Trump team targets people of color for advantage
For the majority of people of color who believe Donald Trump is a racist unworthy of reelection, the Republican president can point to Alice Marie Johnson.
The 64-year-old African American great-grandmother spent 21 years in prison for a nonviolent drug offense before Trump commuted her sentence in 2018. She then became the unwitting star of his reelection campaign’s $10-million Super Bowl ad, which featured footage of Johnson’s emotional release from prison as she praised “Donald John Trump.”
“I’m an African American woman and he signed my paper.
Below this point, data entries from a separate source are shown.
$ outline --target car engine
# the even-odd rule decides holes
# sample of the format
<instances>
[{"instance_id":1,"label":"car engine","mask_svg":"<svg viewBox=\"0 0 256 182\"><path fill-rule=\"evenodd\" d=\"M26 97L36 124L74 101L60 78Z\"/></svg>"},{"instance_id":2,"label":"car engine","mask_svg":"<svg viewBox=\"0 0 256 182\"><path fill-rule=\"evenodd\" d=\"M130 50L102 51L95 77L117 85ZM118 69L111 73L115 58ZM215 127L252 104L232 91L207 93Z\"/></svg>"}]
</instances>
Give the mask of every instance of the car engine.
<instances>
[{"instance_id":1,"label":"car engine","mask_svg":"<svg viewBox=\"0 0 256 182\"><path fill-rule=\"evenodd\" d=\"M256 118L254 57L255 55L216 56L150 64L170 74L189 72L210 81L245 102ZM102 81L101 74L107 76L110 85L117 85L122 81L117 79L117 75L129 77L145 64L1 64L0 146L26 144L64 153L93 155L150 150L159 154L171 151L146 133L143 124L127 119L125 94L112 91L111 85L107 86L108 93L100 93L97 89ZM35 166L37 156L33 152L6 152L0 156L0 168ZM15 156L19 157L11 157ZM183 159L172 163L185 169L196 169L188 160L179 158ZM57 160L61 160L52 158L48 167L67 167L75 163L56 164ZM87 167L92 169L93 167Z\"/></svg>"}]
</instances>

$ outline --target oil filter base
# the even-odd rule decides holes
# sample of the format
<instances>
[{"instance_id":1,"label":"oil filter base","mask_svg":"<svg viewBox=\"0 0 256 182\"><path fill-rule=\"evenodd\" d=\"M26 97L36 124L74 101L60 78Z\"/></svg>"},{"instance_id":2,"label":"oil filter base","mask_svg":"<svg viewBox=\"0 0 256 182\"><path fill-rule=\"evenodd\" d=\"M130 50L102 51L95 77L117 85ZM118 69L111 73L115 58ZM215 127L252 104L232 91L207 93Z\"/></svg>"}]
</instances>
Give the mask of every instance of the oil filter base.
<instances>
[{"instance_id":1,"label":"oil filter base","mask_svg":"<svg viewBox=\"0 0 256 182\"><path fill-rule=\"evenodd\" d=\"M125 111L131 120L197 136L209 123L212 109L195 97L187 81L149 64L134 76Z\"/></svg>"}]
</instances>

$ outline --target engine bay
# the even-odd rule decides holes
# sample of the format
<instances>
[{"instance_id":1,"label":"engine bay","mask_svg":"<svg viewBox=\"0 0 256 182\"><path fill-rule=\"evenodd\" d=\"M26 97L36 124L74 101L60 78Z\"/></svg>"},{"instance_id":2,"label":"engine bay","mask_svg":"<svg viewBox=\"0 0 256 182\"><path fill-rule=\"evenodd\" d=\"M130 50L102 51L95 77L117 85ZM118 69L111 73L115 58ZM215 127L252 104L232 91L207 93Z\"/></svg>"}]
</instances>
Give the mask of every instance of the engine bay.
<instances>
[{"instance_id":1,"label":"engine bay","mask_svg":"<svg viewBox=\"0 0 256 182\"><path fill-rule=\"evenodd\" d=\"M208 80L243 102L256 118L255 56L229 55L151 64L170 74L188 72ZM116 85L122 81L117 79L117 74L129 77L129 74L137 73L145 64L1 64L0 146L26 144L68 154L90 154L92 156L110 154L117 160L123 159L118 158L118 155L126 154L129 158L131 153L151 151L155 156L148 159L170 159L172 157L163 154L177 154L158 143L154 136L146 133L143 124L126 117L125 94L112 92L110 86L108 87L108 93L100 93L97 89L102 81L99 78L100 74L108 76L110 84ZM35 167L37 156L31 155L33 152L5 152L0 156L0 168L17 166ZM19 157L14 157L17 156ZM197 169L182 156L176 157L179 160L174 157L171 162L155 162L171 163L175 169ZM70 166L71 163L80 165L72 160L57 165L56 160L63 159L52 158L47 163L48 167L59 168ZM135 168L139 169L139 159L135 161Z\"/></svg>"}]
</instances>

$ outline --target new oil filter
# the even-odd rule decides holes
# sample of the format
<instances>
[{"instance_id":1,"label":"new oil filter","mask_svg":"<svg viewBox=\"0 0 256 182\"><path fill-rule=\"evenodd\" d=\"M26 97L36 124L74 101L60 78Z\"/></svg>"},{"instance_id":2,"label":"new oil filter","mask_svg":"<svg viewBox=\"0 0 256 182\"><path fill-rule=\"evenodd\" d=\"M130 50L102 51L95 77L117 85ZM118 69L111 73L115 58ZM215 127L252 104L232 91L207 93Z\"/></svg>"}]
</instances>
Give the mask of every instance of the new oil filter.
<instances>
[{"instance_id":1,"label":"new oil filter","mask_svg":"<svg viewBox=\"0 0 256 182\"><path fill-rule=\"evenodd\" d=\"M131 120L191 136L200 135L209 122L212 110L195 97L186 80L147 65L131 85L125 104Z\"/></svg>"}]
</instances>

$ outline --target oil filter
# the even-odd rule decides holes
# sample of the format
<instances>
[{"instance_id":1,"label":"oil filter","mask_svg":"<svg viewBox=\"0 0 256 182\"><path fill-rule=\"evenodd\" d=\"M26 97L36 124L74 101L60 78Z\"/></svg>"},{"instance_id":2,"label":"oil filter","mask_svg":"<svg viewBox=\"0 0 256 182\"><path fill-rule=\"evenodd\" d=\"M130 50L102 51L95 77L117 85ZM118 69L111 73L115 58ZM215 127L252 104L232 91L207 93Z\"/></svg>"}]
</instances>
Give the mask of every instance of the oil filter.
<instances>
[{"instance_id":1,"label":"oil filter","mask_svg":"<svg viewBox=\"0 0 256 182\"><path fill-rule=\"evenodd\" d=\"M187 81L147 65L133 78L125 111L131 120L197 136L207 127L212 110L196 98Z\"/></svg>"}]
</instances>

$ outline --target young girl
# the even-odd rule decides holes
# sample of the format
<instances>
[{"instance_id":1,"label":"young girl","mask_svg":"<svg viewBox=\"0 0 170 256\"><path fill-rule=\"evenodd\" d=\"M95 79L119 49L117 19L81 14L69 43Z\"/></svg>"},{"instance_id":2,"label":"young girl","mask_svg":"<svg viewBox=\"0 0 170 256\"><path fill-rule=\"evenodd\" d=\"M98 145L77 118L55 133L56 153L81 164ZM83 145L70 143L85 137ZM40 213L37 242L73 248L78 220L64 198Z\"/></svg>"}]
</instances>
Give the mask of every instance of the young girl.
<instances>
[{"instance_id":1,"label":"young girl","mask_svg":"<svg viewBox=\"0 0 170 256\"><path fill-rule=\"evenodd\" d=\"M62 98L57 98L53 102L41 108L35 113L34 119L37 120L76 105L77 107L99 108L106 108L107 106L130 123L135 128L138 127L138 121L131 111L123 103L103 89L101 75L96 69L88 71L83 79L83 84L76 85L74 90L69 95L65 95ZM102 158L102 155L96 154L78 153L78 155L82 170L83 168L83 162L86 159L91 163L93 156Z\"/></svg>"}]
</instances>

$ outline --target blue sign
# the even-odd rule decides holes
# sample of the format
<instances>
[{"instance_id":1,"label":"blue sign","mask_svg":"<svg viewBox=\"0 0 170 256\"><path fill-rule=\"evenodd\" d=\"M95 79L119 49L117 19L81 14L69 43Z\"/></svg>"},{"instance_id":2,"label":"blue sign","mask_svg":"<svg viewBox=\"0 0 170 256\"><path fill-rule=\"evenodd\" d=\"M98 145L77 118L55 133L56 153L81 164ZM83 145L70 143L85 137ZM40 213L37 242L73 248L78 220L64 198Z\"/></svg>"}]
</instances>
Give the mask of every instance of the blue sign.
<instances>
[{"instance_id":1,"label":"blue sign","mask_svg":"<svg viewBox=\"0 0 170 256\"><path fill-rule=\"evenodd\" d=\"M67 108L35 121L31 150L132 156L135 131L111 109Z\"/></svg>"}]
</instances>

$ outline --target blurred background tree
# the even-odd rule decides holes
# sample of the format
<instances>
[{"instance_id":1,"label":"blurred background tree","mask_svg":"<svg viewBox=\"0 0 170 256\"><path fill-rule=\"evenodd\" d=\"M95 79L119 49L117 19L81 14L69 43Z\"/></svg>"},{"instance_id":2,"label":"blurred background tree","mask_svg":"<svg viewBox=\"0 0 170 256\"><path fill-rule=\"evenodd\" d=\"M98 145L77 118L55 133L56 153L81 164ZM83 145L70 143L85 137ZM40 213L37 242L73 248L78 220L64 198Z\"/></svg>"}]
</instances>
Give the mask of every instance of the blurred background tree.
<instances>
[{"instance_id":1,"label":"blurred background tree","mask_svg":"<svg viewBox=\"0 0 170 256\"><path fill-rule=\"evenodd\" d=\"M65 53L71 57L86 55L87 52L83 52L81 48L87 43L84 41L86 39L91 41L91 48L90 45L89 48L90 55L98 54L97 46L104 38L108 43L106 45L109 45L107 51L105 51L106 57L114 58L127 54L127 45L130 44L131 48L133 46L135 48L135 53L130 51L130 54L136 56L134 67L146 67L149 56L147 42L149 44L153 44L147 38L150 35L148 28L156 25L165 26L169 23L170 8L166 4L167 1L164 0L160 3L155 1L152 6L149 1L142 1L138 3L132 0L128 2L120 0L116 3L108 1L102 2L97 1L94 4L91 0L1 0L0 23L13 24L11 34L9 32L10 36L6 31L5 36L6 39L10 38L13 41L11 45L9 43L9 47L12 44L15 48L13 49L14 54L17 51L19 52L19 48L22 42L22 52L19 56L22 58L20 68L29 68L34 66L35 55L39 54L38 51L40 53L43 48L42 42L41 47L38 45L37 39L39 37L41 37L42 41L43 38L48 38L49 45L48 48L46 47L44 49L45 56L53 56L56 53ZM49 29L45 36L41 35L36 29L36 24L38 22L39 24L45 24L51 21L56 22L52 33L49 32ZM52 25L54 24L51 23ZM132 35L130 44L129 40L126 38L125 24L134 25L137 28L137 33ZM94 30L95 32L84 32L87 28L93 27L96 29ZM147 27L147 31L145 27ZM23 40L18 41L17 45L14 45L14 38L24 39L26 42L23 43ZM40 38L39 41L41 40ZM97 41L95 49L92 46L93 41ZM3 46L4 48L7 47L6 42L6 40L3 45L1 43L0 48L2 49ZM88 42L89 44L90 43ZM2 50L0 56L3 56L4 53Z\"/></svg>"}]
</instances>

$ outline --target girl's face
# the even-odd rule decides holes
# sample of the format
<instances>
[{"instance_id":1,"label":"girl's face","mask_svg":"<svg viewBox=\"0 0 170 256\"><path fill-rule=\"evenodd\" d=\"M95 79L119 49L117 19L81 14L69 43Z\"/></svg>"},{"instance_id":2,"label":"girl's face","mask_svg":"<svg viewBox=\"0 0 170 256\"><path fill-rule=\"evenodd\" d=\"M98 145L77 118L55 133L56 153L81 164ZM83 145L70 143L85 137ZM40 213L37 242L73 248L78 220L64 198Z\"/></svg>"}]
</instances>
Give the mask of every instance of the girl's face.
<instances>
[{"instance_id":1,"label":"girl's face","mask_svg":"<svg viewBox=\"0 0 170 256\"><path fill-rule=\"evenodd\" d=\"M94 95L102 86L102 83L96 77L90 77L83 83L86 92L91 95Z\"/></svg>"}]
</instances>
How could I turn around and say he’s a racist?” Johnson said in an interview this past week. “I
believe in judging people by the things that they’ve done.”
As the next phase of the 2020 presidential campaign begins, Trump’s team is betting that his actions, more than his words, on issues such as criminal justice, education and abortion will allow him to chip away at the Democrats’ overwhelming advantage with African Americans, Latinos and women.
The high-stakes effort is backed by tens of millions of dollars, an expansive
field program and a sophisticated digital operation aimed at peeling away even a narrow slice of the voters who make up the backbone of the Democratic Party’s political base.
Trump’s strategy is complicated by his leadership on the coronavirus pandemic that has taken a disproportionately devastating toll on minority communities. His divisive record on immigration and race is hard to overlook. He said there were “very fine people on both sides” of the deadly protests in Charlottesville, Virginia, in 2017 against white supremacists, and his administration has separated thousands of immigrant
children from their parents at the Mexican border.
In an interview, NAACP President Derrick Johnson seized on Trump’s coronavirus response and the related impact on the African American community, predicting that the president’s inability to control the outbreak would “overshadow any other issue” this fall.
“Everything lies at the feet of the president,” Johnson said. “It’s not a partisan criticism, it’s a leadership criticism. This nation is lacking the leadership necessary to contain this pandemic so that Americans across all communities are safe.”